Julius ató la brida de su castrado a un puntal y se acomodó en la cubierta, sobre un lecho de paja, pues prefería la compañía del caballo. El
Lisboa
se alejó con la marea. El rocío helado del mar del Norte pronto le impidió dormir en la cubierta. Esperó mientras pudo soportar el frío glacial; luego amontonó la paja alrededor del animal y se fue al minúsculo camarote de popa, que ya estaba ocupado por los demás. Cuando abrió la puerta sintió náuseas. Se quedó lo más lejos que pudo de los caballeros y se acercó al fraile, que soltó unas palabrotas. Vidal se volvió de cara a la pared y se quedó dormido.

Estaba acostumbrado a las travesías por mar, pero por la mañana las náuseas de los demás le hicieron sentirse mal. Durante los tres días siguientes, el barco surcó el mugriento oleaje del canal de la Mancha y aquellos hombres se convirtieron en una compañía lamentable. Las comidas consistían en un espantoso pescado salado y pan echado a perder. Le gustaba el vino verde de los portugueses, pero notó que el malestar de los caballeros se acentuaba después de beberlo, de modo que comió la cantidad de pan que pudo y se contentó con sorbos del agua que probaba de los toneles.

Cuando rodearon las islas del Canal, cesó el viento. El malestar de los pasajeros quedó aliviado cuando los remeros comenzaron su dura faena. Doblaban la espalda haciendo avanzar la embarcación sobre la superficie lisa del mar sólo mediante la fuerza humana.

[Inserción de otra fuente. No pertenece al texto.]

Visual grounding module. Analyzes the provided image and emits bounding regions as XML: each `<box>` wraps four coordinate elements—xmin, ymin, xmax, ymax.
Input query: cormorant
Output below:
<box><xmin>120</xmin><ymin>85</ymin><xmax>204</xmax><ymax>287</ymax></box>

Fray Diego había revelado a los caballeros que Julius era judío. Ellos hablaban en voz alta de que eran antiguos cristianos, y de la importancia de la limpieza, la pureza de la sangre. A pesar de que olían como el ganado, cuando él entraba en el camarote se llevaban las manos a la nariz para evitar el
Foetor Judaicus
, «el hedor judío». Uno de ellos contó un relato interminable sobre un judío que había robado algunas hostias consagradas de una iglesia. El canalla había llevado las hostias a su sinagoga, había colocado una de ellas en el altar y le había clavado un cuchillo afilado. ¡De la hostia había manado sangre! Cuando el asustado ladrón arrojó el resto de las hostias al fuego para deshacerse de las pruebas, la silueta de un niño se había elevado al cielo, por lo que el judío había confesado todo a las autoridades. Primero fue marcado con unas pinzas al rojo vivo, y luego quemado.